Nazi pressure to force Jews out of business and out of Germany is steadily becoming heavier.

Hungary and Czechoslovakia have agreed to let Germany and Italy mediate their territorial dispute.

Dancing to swing music causes thick ankles and sluggish minds according to an eminent American Osteopath.

Germany now demands the return of all her colonies, without exception, taken from her by the Versailles treaty.

Germany has been granted a railway corridor across Czechoslovakia from Silesia to Austria without passport or customs control.

Earl Stanhope has been appointed first Lord of the Admiralty to succeed Alfred Duff Cooper who resigned his post in the Chamberlain government after the recent crisis.

Japan has called in one-sen copper coins and put aluminum coins in circulation in their stead. This will permit an annual saving of 900 tons of copper, which the army needs.

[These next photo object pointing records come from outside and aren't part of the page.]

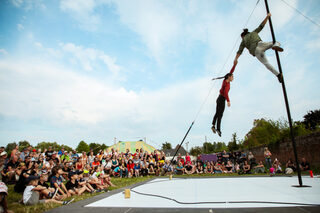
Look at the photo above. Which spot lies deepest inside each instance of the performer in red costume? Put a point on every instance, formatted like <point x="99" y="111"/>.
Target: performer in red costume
<point x="221" y="101"/>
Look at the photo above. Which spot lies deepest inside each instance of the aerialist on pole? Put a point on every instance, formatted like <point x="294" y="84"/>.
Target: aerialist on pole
<point x="221" y="100"/>
<point x="257" y="47"/>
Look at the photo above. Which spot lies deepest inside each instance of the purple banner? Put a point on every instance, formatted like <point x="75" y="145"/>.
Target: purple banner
<point x="210" y="157"/>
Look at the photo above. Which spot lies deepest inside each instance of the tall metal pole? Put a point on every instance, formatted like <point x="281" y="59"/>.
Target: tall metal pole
<point x="286" y="100"/>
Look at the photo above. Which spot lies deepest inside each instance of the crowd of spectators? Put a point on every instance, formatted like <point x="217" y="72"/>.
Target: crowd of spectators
<point x="55" y="175"/>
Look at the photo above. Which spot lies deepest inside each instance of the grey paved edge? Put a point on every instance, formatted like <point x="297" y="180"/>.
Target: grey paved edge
<point x="78" y="207"/>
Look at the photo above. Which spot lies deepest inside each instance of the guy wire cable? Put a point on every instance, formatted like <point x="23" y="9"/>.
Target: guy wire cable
<point x="212" y="87"/>
<point x="306" y="17"/>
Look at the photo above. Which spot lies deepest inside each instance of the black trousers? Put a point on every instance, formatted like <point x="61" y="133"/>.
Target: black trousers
<point x="221" y="103"/>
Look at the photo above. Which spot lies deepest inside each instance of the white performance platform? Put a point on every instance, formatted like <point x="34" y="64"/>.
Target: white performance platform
<point x="257" y="190"/>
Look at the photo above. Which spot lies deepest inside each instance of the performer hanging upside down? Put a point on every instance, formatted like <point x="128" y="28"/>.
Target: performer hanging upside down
<point x="257" y="47"/>
<point x="221" y="101"/>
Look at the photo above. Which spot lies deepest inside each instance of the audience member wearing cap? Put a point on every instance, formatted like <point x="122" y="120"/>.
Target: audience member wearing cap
<point x="56" y="181"/>
<point x="73" y="186"/>
<point x="24" y="154"/>
<point x="3" y="198"/>
<point x="33" y="192"/>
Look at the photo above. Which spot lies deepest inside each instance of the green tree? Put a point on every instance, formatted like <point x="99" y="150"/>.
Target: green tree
<point x="312" y="120"/>
<point x="264" y="132"/>
<point x="195" y="151"/>
<point x="166" y="146"/>
<point x="103" y="146"/>
<point x="95" y="147"/>
<point x="232" y="145"/>
<point x="83" y="147"/>
<point x="220" y="146"/>
<point x="208" y="147"/>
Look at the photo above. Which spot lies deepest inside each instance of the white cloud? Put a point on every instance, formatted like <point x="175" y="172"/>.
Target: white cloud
<point x="83" y="12"/>
<point x="20" y="27"/>
<point x="29" y="4"/>
<point x="88" y="57"/>
<point x="47" y="91"/>
<point x="17" y="3"/>
<point x="3" y="51"/>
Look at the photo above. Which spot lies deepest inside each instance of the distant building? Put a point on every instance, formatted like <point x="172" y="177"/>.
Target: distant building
<point x="171" y="152"/>
<point x="122" y="146"/>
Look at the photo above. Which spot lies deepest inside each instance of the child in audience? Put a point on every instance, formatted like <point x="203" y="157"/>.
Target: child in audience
<point x="33" y="193"/>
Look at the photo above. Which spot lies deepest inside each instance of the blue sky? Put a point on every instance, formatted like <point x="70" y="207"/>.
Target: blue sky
<point x="94" y="70"/>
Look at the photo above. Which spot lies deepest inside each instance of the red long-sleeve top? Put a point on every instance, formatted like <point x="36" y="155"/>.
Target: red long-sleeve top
<point x="224" y="91"/>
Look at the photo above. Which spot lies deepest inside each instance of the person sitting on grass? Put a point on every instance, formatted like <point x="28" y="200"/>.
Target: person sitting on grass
<point x="246" y="168"/>
<point x="144" y="169"/>
<point x="123" y="171"/>
<point x="34" y="193"/>
<point x="189" y="168"/>
<point x="73" y="186"/>
<point x="137" y="169"/>
<point x="83" y="181"/>
<point x="3" y="198"/>
<point x="229" y="167"/>
<point x="259" y="168"/>
<point x="167" y="168"/>
<point x="217" y="168"/>
<point x="304" y="165"/>
<point x="57" y="183"/>
<point x="157" y="169"/>
<point x="116" y="172"/>
<point x="179" y="169"/>
<point x="290" y="167"/>
<point x="50" y="192"/>
<point x="277" y="166"/>
<point x="208" y="169"/>
<point x="199" y="168"/>
<point x="151" y="170"/>
<point x="130" y="167"/>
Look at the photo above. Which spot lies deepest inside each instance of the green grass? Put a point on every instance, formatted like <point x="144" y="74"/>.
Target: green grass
<point x="14" y="198"/>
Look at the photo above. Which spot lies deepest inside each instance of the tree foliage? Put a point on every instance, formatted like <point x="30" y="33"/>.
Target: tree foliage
<point x="312" y="119"/>
<point x="166" y="146"/>
<point x="23" y="145"/>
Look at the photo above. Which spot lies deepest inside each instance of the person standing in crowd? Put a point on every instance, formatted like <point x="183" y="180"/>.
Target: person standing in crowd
<point x="3" y="198"/>
<point x="267" y="155"/>
<point x="304" y="165"/>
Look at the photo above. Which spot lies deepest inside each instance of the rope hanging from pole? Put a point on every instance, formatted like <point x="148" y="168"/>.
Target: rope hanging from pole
<point x="211" y="87"/>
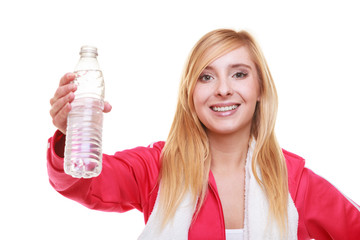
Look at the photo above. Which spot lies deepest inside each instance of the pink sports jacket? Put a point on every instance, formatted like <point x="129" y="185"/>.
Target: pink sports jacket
<point x="129" y="180"/>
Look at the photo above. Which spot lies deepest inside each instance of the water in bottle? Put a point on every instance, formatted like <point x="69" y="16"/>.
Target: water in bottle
<point x="83" y="147"/>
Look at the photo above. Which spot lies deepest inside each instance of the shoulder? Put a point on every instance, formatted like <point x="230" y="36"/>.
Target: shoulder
<point x="295" y="164"/>
<point x="295" y="167"/>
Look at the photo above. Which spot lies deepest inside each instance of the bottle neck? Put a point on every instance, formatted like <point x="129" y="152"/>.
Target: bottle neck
<point x="88" y="61"/>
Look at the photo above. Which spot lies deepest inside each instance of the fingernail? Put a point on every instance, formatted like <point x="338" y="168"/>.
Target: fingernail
<point x="70" y="75"/>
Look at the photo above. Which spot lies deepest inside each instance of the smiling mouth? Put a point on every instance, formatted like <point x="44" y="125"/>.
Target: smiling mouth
<point x="225" y="109"/>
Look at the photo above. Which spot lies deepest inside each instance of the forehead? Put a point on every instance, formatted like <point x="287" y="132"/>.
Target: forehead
<point x="239" y="56"/>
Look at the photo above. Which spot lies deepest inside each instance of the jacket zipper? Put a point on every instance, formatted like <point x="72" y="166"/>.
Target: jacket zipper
<point x="221" y="210"/>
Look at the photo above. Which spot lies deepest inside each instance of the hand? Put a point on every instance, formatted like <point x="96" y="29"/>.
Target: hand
<point x="61" y="102"/>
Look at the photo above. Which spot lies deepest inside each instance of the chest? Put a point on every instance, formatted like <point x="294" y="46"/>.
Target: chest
<point x="231" y="191"/>
<point x="215" y="214"/>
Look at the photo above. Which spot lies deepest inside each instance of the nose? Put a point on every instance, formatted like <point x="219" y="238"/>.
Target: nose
<point x="224" y="87"/>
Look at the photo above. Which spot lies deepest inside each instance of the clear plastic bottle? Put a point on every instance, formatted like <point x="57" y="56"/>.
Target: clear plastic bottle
<point x="83" y="147"/>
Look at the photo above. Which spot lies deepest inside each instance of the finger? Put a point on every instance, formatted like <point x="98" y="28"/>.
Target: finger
<point x="107" y="107"/>
<point x="67" y="78"/>
<point x="62" y="91"/>
<point x="60" y="103"/>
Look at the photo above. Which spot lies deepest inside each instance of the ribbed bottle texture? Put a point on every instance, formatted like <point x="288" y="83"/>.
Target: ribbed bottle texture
<point x="83" y="147"/>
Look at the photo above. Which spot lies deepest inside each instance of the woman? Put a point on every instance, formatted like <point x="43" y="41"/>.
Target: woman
<point x="221" y="173"/>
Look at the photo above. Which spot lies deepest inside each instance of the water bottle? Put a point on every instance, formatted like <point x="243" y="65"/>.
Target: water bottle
<point x="83" y="146"/>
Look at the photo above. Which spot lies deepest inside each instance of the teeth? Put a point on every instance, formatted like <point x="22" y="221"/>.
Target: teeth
<point x="224" y="109"/>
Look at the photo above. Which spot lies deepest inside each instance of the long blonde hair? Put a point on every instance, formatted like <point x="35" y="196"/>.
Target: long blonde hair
<point x="185" y="162"/>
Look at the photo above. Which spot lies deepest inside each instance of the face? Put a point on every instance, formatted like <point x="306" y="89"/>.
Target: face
<point x="226" y="93"/>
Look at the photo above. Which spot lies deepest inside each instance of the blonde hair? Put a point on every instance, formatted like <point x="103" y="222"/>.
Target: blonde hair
<point x="185" y="161"/>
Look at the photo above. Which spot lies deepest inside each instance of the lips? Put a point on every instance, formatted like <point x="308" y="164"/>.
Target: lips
<point x="224" y="108"/>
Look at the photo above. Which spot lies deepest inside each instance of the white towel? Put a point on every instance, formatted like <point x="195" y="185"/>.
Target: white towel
<point x="256" y="224"/>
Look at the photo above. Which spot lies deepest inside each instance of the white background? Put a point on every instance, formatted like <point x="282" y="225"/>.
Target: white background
<point x="312" y="48"/>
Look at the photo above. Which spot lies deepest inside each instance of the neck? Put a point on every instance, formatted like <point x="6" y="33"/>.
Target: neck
<point x="228" y="152"/>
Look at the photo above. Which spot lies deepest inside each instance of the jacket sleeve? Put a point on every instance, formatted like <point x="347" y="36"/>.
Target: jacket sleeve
<point x="126" y="180"/>
<point x="328" y="214"/>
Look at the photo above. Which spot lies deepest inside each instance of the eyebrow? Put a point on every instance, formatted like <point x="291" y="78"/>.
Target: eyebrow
<point x="236" y="65"/>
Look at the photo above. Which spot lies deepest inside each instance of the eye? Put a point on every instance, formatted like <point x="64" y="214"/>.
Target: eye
<point x="240" y="75"/>
<point x="205" y="77"/>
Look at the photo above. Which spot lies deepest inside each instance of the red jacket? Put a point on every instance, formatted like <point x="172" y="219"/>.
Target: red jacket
<point x="129" y="180"/>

Premier Daladier of France expressed hope last week of a French understanding with Germany and Italy, but told the nation her future security lay largely in development of her colonial empire. He attacked French Communists for “sabotage” of the government’s efforts.

70 years ago,

November, 1948

More than 300 boys and girls in costumes attended the Neepawa Lions Club Hallowe’en Party. A highlight of this year’s show was the monster parade led by the Lions Club Band, organized under bandmaster Vern Johnson.

60 years ago,


November 4, 1958

Large numbers of attractive costumes made choosing winners a difficult problem for the judges at the Lions’ Hallowe’en Party Friday night.

50 years ago,


November 1, 1968

The folks out at Agassiz Drive-In had an embarrassing experience last week when they discovered salt had been used instead of sugar to make syrup for ice cream topping. Yech!

40 years ago,


November 2, 1978

Approximately 70 persons attended the Genetics Seminar held at East View Lodge on Thursday, Oct. 26. The one-day course featured Dr. Jane Evans, Dr. Diane Thompson and Dr. Alasdair Hunter, all of the Health Sciences Centre in Winnipeg. The topics centered on types of genetic diseases and chromosomal diseases, how we inherit, an approach to diagnosis, prenatal diagnosis and genetic counseling.

30 years ago,


November 1, 1988

In 1985, we bought just under $2.7 billion worth of tickets for government-sponsored lotteries, up from $485 million in 1976. Ticket sales for such lotteries have moved steadily upward since 1969, when they were made legal after some 70 years under a Criminal Code ban.

20 years ago,


November 2, 1998

Nine new donors turned out for the Canadian Blood Services first blood donor clinic in Neepawa last month.

In total, 178 people donated blood during the day-long clinic.

Canadian Blood Services now handles the nation’s blood services in place of the Red Cross.

Editor’s note: No date could be gatherer for the 1948 section.